Monday, May 5, 2014

Thinking of Jacob...

I think we all have times when we wrestle with God.  We like to say we're wrestling with ourselves, or we're wrestling with our emotions, but really, I think we're wrestling with God - with what we know to be right and true, with our unwillingness to do a certain thing or not do a certain thing...or maybe we just refuse to submit to His will because it doesn't look like our own.

Jacob was on his way out to meet his brother Esau, and he was afraid his brother would try to kill him.  He sent his groups and flocks ahead of him, and stayed alone for the night.  

"That night Jacob got up and took his two wives, his two maid-servants and his eleven sons and crossed the ford of the Jabbok.  After he had sent them across the stream, he sent over all his possessions.  So Jacob was left alone, and a man wrestled with him til daybreak.  When the man saw that he could not overpower him, he touched the socket of Jacob's hip so that his hip was wrenched as he wrestled with the man.  Then the man said, "Let me go for it is daybreak."  But Jacob replied, "I will not let you go unless you bless me." ... "So Jacob called the place Peniel saying, "It is because I saw God face to face, and yet my life was spared."  The sun rose above him as he passed Peniel, and he was limping because of his hip."  Genesis 32: 22-26, 30-31.

These past few months I have often wrestled with God, and with my own submission to Him - especially in the unknown.  I have prayed for healing and for comfort.  I've prayed for peace and for deliverance.  I've prayed for grace and begged for mercy.  But I also knew that above all my response as a follower of Christ was to pray, "nevertheless, not my will but thine be done."  I do not attempt to think I know God's ways because His thoughts are higher than my thoughts and his ways are higher than my ways.  I do not attempt to think I can know His perfect will -- all I can do is make my requests known to Him, and then submit myself to His plan, even though I may not understand or agree.  

It is a difficult thing to pray, "nevertheless, not my will but thine be done."  What if His will was to take me from this world?  Psalm 116:15 says, "Precious in the sight of the Lord is the death of his saints."  What if His will was to allow my cancer to remain so that he could teach my heart to trust in Him?  We cannot fully know His will in every situation - because we do not see the bigger picture, the final outcome and the lessons it will teach us.
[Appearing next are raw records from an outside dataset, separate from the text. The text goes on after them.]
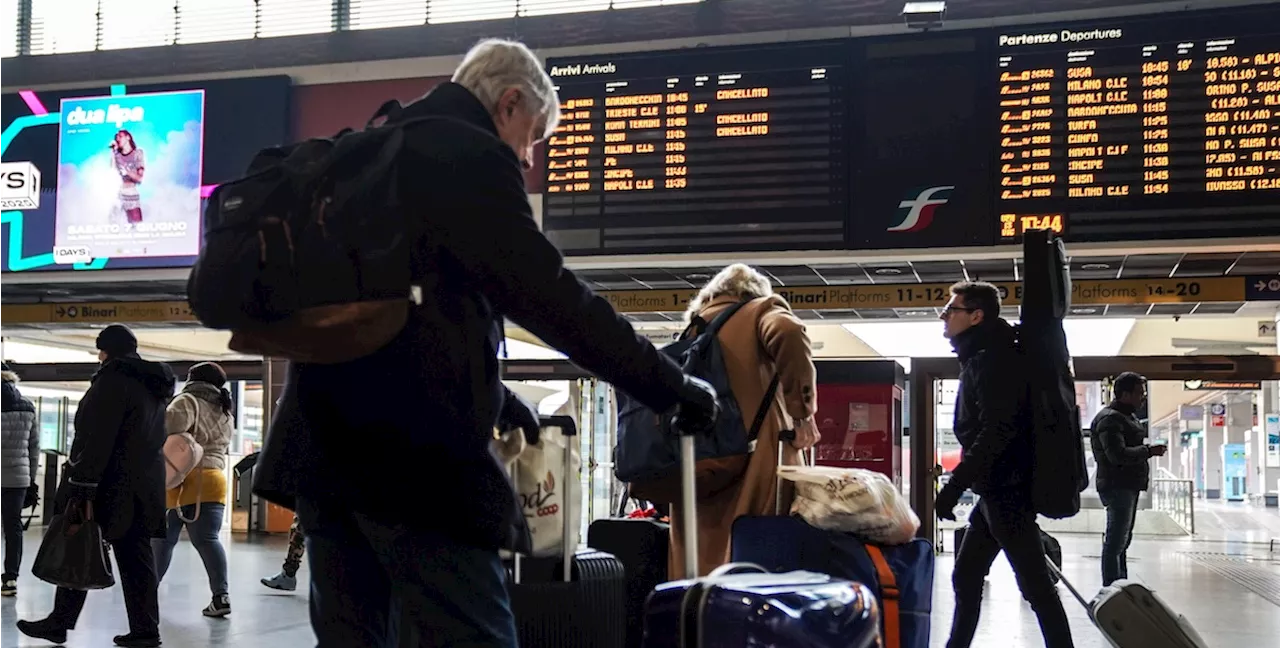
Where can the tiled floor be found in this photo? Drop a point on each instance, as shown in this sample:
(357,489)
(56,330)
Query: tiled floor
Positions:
(1223,610)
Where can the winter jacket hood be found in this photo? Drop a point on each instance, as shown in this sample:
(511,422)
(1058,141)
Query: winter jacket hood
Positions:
(991,415)
(158,378)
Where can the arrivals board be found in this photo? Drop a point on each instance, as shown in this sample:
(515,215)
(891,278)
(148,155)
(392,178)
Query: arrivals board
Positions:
(700,150)
(1160,128)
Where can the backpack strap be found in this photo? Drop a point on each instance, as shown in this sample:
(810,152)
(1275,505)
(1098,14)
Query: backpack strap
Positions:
(720,320)
(890,597)
(763,410)
(391,110)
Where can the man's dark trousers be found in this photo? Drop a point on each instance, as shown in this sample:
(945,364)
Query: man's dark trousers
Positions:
(136,566)
(371,582)
(1121,514)
(1005,523)
(10,520)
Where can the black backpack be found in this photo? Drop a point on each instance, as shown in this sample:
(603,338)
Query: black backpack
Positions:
(648,452)
(309,256)
(1060,474)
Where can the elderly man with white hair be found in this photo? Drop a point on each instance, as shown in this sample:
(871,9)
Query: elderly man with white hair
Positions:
(387,459)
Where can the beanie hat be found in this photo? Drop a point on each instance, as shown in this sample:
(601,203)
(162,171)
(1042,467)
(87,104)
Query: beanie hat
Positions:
(117,341)
(208,373)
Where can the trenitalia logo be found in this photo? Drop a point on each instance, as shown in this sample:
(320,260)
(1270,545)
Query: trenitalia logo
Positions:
(917,213)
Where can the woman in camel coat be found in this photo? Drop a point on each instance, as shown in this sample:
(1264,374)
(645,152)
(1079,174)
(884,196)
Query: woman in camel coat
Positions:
(764,337)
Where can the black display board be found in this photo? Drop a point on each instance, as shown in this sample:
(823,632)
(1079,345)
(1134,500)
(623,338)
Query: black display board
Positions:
(1162,127)
(700,150)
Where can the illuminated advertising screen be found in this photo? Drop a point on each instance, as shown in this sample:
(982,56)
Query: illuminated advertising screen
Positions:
(128,177)
(1133,129)
(117,177)
(700,150)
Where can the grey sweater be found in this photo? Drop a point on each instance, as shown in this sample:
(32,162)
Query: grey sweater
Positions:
(19,436)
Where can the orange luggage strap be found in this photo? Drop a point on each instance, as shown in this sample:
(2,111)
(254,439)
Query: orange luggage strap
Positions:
(890,596)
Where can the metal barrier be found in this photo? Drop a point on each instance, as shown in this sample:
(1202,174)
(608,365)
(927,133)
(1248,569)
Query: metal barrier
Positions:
(1175,497)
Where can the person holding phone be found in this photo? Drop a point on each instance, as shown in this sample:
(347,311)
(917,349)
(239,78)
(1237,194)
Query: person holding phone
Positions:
(1123,469)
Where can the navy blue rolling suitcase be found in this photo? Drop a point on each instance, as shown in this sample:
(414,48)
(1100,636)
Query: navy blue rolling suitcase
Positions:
(901,576)
(743,605)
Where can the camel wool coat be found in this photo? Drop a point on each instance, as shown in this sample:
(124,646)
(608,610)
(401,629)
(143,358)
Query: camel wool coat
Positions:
(762,338)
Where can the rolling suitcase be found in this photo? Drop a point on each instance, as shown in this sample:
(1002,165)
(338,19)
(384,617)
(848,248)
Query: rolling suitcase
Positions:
(741,605)
(901,576)
(1132,616)
(572,601)
(643,547)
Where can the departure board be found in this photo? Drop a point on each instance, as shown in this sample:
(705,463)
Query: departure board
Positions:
(699,150)
(1144,129)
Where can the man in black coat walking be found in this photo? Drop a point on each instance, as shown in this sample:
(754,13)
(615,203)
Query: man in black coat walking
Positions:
(117,470)
(387,459)
(1123,469)
(995,433)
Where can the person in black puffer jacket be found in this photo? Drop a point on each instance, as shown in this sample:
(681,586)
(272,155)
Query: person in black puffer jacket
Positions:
(992,423)
(117,465)
(19,461)
(1123,470)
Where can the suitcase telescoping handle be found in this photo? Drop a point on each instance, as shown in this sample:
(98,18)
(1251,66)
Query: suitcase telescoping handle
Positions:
(1070,588)
(568,428)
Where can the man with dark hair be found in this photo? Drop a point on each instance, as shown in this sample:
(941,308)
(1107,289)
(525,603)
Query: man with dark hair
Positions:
(1123,471)
(993,428)
(115,470)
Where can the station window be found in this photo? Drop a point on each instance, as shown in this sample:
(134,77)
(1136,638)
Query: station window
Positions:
(213,21)
(293,17)
(376,14)
(467,10)
(63,26)
(137,23)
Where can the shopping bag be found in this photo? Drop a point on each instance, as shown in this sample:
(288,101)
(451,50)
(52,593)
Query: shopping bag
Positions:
(860,502)
(73,553)
(543,489)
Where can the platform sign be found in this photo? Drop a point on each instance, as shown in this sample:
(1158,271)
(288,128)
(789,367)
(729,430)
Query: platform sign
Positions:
(1272,429)
(935,295)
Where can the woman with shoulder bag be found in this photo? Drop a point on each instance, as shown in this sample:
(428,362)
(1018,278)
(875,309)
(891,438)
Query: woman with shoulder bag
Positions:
(204,410)
(760,342)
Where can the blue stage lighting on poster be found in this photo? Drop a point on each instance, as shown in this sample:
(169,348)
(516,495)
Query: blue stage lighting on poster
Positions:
(128,176)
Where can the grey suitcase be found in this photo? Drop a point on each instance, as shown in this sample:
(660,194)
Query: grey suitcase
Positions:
(1132,616)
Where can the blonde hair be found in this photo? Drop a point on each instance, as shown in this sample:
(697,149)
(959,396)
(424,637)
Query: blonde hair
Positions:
(739,281)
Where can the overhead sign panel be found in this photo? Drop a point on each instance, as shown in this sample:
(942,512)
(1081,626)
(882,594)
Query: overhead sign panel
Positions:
(97,313)
(935,295)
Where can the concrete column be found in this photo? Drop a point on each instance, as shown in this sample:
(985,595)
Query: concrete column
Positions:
(1214,438)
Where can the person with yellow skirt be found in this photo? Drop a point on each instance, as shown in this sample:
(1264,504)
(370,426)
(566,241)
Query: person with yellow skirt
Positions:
(204,410)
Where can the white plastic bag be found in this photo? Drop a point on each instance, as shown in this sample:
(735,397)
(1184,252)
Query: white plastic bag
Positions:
(540,486)
(862,502)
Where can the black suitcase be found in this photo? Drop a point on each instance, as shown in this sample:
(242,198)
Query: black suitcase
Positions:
(643,547)
(574,602)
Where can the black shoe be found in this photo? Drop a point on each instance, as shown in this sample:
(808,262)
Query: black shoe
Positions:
(44,629)
(138,640)
(219,607)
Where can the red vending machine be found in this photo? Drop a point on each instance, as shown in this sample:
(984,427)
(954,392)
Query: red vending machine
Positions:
(860,415)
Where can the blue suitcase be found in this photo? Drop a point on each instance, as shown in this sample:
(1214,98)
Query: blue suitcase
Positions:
(785,543)
(758,610)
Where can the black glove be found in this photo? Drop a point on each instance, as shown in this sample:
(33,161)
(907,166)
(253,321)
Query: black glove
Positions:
(698,409)
(517,413)
(32,497)
(946,502)
(81,492)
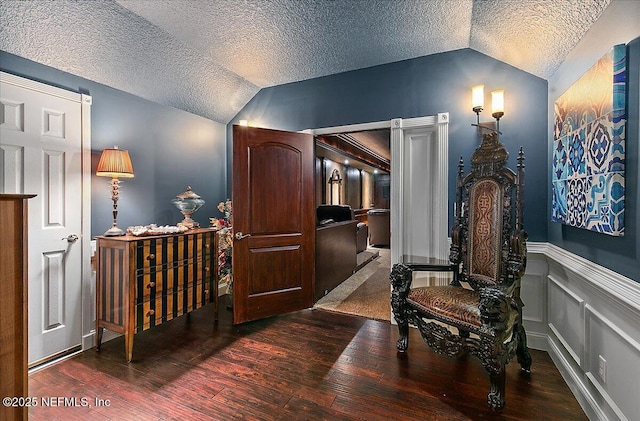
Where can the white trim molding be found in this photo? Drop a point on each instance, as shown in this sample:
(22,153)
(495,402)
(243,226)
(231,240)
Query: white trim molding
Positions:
(592,328)
(428,136)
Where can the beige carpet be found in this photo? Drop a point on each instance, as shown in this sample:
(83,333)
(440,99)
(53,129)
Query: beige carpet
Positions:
(366,293)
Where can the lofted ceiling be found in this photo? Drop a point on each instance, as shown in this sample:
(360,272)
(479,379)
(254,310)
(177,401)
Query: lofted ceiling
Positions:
(210,57)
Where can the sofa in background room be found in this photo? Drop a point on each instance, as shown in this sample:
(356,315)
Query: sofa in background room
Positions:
(339,238)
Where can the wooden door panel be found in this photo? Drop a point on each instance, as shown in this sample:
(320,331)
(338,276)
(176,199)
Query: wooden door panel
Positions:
(266,262)
(281,167)
(273,184)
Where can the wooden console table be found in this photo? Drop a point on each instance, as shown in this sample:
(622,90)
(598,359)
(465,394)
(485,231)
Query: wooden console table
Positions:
(145,281)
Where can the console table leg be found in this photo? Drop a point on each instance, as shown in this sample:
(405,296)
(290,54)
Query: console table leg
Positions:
(99,332)
(128,345)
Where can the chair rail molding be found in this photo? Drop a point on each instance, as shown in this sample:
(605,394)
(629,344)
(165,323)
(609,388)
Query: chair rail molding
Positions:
(591,321)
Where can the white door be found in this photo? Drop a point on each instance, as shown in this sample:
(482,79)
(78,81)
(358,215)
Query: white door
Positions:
(41,153)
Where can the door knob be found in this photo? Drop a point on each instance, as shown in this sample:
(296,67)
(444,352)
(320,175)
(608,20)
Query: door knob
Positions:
(71,238)
(240,235)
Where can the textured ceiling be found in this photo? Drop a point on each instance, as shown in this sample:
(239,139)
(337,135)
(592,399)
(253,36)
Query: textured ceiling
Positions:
(210,57)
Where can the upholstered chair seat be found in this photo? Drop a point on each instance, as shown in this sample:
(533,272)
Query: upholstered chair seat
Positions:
(452,304)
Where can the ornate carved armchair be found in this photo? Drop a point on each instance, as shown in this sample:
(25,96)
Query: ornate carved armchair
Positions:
(488,258)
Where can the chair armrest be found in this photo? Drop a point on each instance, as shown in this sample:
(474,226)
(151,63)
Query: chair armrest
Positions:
(432,264)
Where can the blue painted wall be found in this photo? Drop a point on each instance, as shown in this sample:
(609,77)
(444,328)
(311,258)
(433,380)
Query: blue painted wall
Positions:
(421,87)
(170,149)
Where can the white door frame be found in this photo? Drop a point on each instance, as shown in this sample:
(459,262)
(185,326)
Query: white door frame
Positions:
(87,287)
(438,224)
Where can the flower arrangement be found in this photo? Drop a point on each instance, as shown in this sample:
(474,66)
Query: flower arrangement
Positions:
(225,242)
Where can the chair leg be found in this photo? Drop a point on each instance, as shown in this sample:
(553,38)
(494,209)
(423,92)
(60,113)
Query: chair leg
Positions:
(522,351)
(495,398)
(403,342)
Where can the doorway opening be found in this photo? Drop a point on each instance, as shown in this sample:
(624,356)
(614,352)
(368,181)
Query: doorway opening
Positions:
(353,174)
(418,184)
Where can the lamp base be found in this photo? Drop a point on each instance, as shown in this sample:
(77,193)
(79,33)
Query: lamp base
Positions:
(114,231)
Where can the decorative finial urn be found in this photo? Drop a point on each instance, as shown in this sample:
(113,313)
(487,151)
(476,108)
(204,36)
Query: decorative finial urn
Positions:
(188,202)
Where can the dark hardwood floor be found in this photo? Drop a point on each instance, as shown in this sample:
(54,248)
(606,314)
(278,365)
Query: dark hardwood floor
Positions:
(307,365)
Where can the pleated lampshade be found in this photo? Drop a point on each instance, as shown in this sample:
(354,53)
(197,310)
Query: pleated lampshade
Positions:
(115,163)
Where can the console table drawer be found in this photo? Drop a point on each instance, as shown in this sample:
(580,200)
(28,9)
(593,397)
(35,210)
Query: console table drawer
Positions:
(172,278)
(166,307)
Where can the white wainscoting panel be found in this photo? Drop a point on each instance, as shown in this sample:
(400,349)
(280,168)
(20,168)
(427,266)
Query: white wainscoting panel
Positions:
(594,312)
(533,294)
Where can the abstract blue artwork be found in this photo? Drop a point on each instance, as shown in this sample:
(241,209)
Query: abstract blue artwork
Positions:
(588,158)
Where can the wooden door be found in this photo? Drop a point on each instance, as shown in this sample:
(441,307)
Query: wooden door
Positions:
(273,222)
(41,148)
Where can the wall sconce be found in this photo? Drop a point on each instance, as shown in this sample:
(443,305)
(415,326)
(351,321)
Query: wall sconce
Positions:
(114,163)
(497,104)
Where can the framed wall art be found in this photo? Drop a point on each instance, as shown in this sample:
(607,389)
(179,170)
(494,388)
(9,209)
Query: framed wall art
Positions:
(588,159)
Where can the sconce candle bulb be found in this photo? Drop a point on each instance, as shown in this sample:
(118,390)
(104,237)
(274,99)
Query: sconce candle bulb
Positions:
(497,103)
(497,106)
(477,100)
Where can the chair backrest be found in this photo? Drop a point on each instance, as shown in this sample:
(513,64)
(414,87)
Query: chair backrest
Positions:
(488,217)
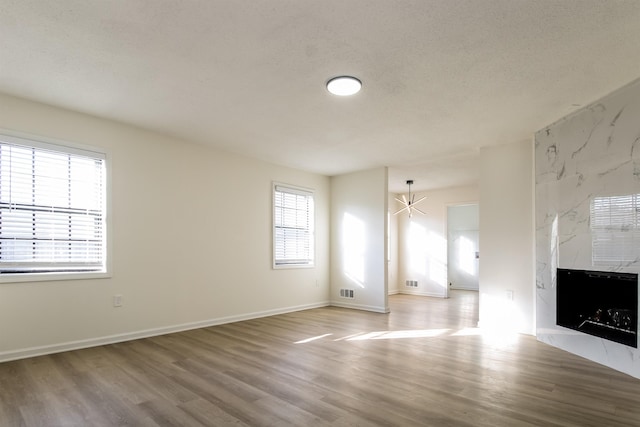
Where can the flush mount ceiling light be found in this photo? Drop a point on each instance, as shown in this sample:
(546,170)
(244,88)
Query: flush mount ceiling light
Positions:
(410,205)
(344,85)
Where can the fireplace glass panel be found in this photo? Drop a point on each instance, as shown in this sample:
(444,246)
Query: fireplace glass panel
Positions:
(599,303)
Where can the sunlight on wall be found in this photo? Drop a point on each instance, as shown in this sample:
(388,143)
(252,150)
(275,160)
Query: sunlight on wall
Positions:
(501,315)
(437,253)
(353,248)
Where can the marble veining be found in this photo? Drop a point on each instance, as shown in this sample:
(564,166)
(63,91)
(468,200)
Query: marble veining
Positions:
(592,153)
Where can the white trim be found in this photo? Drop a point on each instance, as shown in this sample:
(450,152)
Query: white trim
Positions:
(24,353)
(424,294)
(27,139)
(374,308)
(275,185)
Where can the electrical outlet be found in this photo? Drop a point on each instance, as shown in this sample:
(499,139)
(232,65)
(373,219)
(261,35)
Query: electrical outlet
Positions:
(117,300)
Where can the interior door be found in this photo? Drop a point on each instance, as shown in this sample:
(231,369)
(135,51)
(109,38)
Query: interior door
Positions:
(463,239)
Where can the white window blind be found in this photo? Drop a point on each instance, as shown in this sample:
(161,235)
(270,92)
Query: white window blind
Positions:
(293,227)
(615,229)
(52,208)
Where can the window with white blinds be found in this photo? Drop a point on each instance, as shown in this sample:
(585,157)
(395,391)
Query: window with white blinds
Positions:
(615,229)
(52,208)
(293,227)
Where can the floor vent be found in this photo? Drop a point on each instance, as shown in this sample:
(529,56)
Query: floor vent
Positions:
(346,293)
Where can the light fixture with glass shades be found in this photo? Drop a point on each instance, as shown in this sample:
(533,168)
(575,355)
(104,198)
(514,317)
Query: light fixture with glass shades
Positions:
(410,204)
(344,85)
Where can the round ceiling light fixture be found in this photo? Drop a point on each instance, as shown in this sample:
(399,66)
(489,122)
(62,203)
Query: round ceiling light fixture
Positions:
(344,85)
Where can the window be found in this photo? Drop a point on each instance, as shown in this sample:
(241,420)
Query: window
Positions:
(615,229)
(52,209)
(293,227)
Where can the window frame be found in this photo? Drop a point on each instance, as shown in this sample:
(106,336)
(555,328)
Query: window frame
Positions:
(614,222)
(294,190)
(66,147)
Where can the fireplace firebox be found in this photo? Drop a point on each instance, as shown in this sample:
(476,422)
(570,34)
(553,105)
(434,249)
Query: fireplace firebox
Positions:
(599,303)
When my doctors told me what all my surgery would entail, and how long my recovery would be, I knew I would be in it for the long haul.  My surgery was two weeks ago today.  I have a nine inch incision in my belly, I had 27 staples.  I had three catheters, an epidural, an NG tube, blood pressure cuff, oxygen sensor, and a JP drain.  I had an IV tube and a morphine pump. It literally took me 8-10 minutes to get out of bed to walk, and about 8-10 minutes to get back into bed when it was done.  

Now that I'm home, I have lost many of my tubes and wires, I still have the incision, but the staples have been removed.  I still have two catheters that will remain for at least three more weeks.

All of these things are alright with me.  I realize my body has forever been changed.  But only for the better.  I may have lost my bladder, but in a very strange way, this is a great blessing to me.

August 2012 I got a bladder infection that I could not shake.  Three weeks and five antibiotics later, I finally got relief.  January 2013 it happened again.  What we found was that out of seven antibiotics I can take to fight these UTIs, I had grown resistant to five of them.  That's a pretty big deal.  Now that my bladder has been removed, I don't have to fight that anymore.  I was telling my husband this weekend that these past two weeks have been the only two in the past couple of years when I didn't have some pain or symptom of a UTI.  That's relief, people!

As many times as I prayed for God to heal me I believe that He answered my prayers.  Oh, I may have an altered body, and I may have lost an organ or two, but overall I believe this IS my healing.  Not only is my cancer gone, but also, I won't be haunted by constant bladder infections.

Like Jacob, I believe I wrestled with the will of God... and although I may have walked away with a scar as my limp, I believe I have been blessed.  If I have to live with an altered body, I am blessed to do so because it means that God heard my prayer and answered in His timing, in His way, for my good.

Are you praying for something specific in your life?  Ask yourself the hard questions:  Am I willing to submit to His will even if it doesn't look like mine?  Am I willing to walk away with a limp if it means I have been blessed?  Can I trust Him enough to lay down my own desires and pray, 'not my will but thine be done?"